KRAMAT, Suara Muhammadiyah – Pimpinan Daerah Muhammadiyah (PDM) Kabupaten Tegal menyelenggarakan kuliah dhuha hari ber-Muhammadiyah dengan mengankat tema “Rambu Seni dalam Tarjih Muhammaiyah”. Kuliah Dhuha dilaksanakan pada Ahad, (13/2) bertempat di Aula Kampus II SMK Muhammadiyah Kramat. Turut hadir selaku narasumber Drs. H. Danusiri, M.Ag dari majelis tabligh Pimpinan Wilayah Muhammadiyah (PWM) Jawa Tengah. Kuliah dhuha juga dihadiri oleh seluruh Pimpinan beserta Ortom dan warga Muhammadiyah Kabupaten Tegal dengan mematuhi protikol kesehatan.
Dalam kesempatan itu Danusiri menyampaikan bahwa seni dijadikan KH. Ahmad Dahlan sebagai instrumen dakwah. “Pesan yang diperoleh ialah bahwa beragama itu harus nikmat (harmonis, damai, tenteram) dan musik menjadi sarana dalam berdakwah,” paparnya.

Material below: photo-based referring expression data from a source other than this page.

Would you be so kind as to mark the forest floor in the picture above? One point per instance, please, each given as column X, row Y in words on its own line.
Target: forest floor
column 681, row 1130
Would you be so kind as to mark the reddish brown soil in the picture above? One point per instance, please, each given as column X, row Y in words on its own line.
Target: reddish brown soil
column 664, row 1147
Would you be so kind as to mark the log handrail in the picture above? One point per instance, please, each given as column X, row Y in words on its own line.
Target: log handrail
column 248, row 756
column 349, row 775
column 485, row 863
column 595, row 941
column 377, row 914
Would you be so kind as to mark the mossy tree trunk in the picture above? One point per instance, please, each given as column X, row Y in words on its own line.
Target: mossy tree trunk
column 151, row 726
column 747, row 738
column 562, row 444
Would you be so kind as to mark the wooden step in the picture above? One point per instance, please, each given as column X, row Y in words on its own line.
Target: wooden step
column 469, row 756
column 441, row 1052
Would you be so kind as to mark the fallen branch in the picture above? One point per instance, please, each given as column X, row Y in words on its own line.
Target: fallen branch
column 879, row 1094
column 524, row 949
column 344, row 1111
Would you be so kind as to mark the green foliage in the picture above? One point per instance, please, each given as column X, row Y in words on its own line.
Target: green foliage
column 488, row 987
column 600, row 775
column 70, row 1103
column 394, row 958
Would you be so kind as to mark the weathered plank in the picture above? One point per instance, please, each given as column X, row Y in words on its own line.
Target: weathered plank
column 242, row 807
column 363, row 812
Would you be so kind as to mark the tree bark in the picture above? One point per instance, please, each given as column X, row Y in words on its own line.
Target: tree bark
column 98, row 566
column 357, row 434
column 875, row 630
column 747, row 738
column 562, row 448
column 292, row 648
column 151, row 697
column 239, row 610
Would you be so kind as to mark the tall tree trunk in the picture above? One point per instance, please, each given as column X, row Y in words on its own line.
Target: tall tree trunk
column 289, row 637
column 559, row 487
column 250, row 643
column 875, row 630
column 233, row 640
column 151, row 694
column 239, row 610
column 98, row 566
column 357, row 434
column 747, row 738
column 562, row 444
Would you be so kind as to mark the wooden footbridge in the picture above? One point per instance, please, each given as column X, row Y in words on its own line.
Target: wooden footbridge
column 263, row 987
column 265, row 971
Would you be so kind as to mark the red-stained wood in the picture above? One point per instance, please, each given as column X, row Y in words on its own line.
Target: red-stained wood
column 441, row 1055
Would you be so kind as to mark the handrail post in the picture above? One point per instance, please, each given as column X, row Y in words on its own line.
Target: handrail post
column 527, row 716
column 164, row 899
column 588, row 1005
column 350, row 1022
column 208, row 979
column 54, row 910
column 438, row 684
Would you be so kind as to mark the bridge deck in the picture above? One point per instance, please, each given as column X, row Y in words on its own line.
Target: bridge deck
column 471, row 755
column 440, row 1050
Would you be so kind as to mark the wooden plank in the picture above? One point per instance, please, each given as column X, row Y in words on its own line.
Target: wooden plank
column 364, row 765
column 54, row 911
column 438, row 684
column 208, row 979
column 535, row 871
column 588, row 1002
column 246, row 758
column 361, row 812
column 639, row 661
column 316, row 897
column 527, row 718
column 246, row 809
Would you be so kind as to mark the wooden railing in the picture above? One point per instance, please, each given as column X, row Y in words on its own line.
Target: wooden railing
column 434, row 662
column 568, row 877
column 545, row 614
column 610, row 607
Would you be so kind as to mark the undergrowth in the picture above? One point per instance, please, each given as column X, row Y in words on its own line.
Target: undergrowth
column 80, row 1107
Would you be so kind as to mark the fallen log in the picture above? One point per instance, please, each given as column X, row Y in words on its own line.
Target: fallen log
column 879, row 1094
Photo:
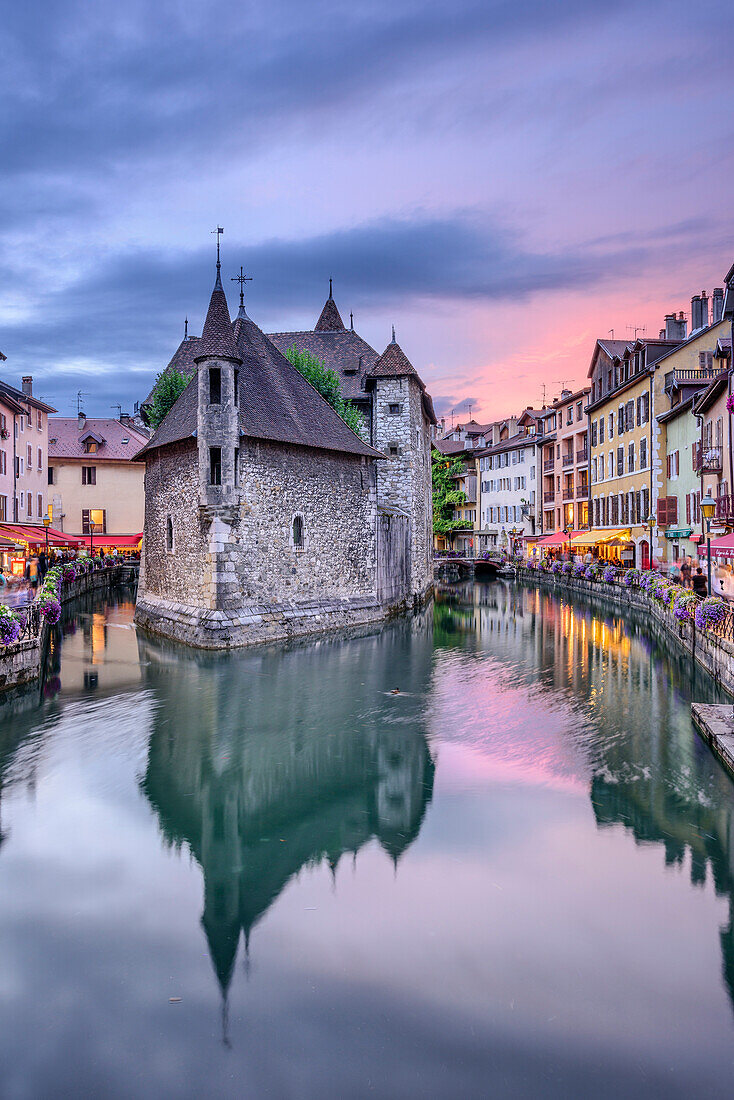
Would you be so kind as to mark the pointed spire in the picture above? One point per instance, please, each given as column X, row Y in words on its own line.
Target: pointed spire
column 330, row 319
column 217, row 340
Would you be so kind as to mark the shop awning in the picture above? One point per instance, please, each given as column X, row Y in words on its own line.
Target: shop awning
column 600, row 538
column 557, row 539
column 36, row 536
column 722, row 548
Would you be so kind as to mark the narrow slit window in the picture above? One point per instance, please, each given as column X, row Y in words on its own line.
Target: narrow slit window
column 215, row 385
column 215, row 465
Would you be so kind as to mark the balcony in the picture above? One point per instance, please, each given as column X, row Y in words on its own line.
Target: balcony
column 708, row 460
column 694, row 376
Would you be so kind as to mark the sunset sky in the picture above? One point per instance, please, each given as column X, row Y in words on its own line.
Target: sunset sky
column 502, row 182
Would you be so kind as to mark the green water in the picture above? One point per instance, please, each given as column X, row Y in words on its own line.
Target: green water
column 267, row 875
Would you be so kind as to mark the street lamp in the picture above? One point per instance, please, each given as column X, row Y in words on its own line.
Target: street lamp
column 650, row 523
column 708, row 509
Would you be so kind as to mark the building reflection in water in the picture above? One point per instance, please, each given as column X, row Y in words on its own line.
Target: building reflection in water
column 269, row 761
column 647, row 769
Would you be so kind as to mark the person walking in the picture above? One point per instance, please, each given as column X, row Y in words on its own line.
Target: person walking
column 700, row 584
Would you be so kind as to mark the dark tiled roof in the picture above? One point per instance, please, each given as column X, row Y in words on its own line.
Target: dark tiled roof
column 344, row 352
column 330, row 319
column 275, row 403
column 217, row 339
column 66, row 439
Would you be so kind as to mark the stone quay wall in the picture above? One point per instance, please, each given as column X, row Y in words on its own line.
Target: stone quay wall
column 21, row 663
column 712, row 652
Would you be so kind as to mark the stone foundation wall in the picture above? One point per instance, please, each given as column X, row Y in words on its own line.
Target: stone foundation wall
column 713, row 653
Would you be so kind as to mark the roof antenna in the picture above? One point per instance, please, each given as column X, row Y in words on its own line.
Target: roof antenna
column 219, row 232
column 241, row 278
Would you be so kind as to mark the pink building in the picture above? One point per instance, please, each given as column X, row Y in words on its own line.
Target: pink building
column 23, row 454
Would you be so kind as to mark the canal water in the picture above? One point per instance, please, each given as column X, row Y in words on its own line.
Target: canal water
column 478, row 853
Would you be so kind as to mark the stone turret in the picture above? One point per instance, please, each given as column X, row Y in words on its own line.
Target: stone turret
column 217, row 425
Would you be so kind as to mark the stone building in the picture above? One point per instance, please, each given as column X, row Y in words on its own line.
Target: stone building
column 264, row 514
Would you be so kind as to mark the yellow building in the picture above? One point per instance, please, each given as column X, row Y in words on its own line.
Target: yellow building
column 94, row 477
column 622, row 444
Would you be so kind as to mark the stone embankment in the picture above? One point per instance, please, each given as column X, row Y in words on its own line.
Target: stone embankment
column 21, row 662
column 710, row 650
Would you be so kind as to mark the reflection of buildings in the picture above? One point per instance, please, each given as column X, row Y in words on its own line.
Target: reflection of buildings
column 265, row 762
column 648, row 770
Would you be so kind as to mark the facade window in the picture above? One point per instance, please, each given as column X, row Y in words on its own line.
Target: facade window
column 215, row 385
column 215, row 465
column 96, row 516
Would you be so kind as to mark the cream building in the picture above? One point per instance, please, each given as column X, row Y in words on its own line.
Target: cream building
column 94, row 476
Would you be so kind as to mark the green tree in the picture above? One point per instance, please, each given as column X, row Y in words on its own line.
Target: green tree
column 328, row 384
column 446, row 495
column 168, row 387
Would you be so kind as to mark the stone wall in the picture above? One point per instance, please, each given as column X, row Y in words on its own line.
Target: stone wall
column 713, row 653
column 404, row 479
column 236, row 575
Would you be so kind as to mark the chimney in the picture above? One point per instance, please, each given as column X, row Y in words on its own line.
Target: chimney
column 704, row 309
column 718, row 305
column 675, row 327
column 696, row 312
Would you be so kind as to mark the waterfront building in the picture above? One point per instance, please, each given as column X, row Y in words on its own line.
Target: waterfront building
column 622, row 424
column 23, row 454
column 96, row 476
column 508, row 484
column 681, row 376
column 563, row 454
column 265, row 516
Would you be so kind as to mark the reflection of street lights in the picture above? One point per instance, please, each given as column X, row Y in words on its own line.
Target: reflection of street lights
column 708, row 509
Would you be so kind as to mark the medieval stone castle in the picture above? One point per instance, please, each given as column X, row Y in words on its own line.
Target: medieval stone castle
column 265, row 516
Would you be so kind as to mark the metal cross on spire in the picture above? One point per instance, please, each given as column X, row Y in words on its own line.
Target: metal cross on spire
column 219, row 232
column 241, row 278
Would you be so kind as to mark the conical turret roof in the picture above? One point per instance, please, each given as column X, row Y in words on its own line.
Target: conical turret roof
column 330, row 319
column 217, row 340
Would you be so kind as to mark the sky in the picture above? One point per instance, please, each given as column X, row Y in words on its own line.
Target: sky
column 504, row 183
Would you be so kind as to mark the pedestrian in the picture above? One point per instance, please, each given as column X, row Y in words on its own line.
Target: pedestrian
column 700, row 585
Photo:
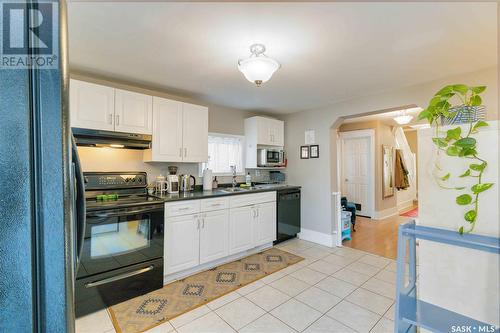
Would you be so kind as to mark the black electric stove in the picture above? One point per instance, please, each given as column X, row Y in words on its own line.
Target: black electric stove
column 122, row 253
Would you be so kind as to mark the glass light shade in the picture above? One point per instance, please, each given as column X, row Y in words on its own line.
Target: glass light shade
column 258, row 69
column 403, row 120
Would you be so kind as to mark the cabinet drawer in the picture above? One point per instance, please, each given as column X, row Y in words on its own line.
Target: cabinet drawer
column 182, row 208
column 251, row 199
column 208, row 205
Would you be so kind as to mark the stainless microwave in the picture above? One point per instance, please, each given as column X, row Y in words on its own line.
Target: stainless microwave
column 270, row 157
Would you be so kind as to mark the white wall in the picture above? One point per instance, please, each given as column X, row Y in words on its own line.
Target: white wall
column 318, row 176
column 459, row 279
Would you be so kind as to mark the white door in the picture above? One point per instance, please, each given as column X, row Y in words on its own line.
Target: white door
column 182, row 243
column 214, row 234
column 195, row 133
column 265, row 224
column 133, row 112
column 167, row 132
column 241, row 220
column 357, row 166
column 91, row 105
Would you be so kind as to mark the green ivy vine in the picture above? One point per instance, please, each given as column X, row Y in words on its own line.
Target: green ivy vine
column 457, row 144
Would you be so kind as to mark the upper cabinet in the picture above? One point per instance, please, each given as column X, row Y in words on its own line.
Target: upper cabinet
column 180, row 132
column 194, row 133
column 92, row 106
column 133, row 112
column 105, row 108
column 265, row 131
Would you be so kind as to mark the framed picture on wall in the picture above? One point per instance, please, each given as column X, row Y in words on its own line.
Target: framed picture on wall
column 304, row 152
column 314, row 151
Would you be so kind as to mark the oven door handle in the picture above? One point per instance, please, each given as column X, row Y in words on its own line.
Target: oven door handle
column 119, row 277
column 124, row 213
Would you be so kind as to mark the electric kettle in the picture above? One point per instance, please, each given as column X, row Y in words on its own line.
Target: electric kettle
column 186, row 184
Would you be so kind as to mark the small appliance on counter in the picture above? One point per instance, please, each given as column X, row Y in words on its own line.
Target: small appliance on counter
column 186, row 184
column 207, row 180
column 172, row 180
column 123, row 236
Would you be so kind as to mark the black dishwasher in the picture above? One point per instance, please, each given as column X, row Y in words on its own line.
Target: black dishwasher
column 288, row 216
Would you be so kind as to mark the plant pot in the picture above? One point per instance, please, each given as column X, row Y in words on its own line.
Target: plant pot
column 464, row 114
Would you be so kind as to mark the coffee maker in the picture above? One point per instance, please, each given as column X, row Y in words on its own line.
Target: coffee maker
column 172, row 180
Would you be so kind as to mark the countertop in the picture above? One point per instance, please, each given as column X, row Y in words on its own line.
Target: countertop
column 219, row 192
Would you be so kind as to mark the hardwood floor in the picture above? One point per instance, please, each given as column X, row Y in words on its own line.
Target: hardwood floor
column 379, row 237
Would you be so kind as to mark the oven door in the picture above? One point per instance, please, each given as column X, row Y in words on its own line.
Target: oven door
column 117, row 238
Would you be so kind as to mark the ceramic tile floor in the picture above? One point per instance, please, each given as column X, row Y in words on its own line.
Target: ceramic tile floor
column 334, row 290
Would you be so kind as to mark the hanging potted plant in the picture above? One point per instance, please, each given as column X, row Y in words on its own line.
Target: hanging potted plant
column 456, row 143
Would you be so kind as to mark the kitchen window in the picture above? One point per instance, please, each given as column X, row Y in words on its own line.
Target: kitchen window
column 224, row 150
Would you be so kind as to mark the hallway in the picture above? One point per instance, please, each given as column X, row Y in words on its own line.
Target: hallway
column 378, row 237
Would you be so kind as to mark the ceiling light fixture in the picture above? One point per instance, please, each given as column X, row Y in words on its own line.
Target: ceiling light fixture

Seni lanjutnya, tentu berbeda dari agama. Agama, dalam hal ini Islam ialah ciptaan Allah sementara itu, seni adalah ciptaan manusia. “Seni itu di luar ibadah mahdlah, karena itu manusia bebas berkreasi, sejauh terkait dengan ciptaan Allah, sebagaimana muamalah tidak terlepas sama sekali dengan aturan umum agama. Maka berseni termasuk ibadah sejauh terpaut dengan aturan umum beragama,” jelasnya.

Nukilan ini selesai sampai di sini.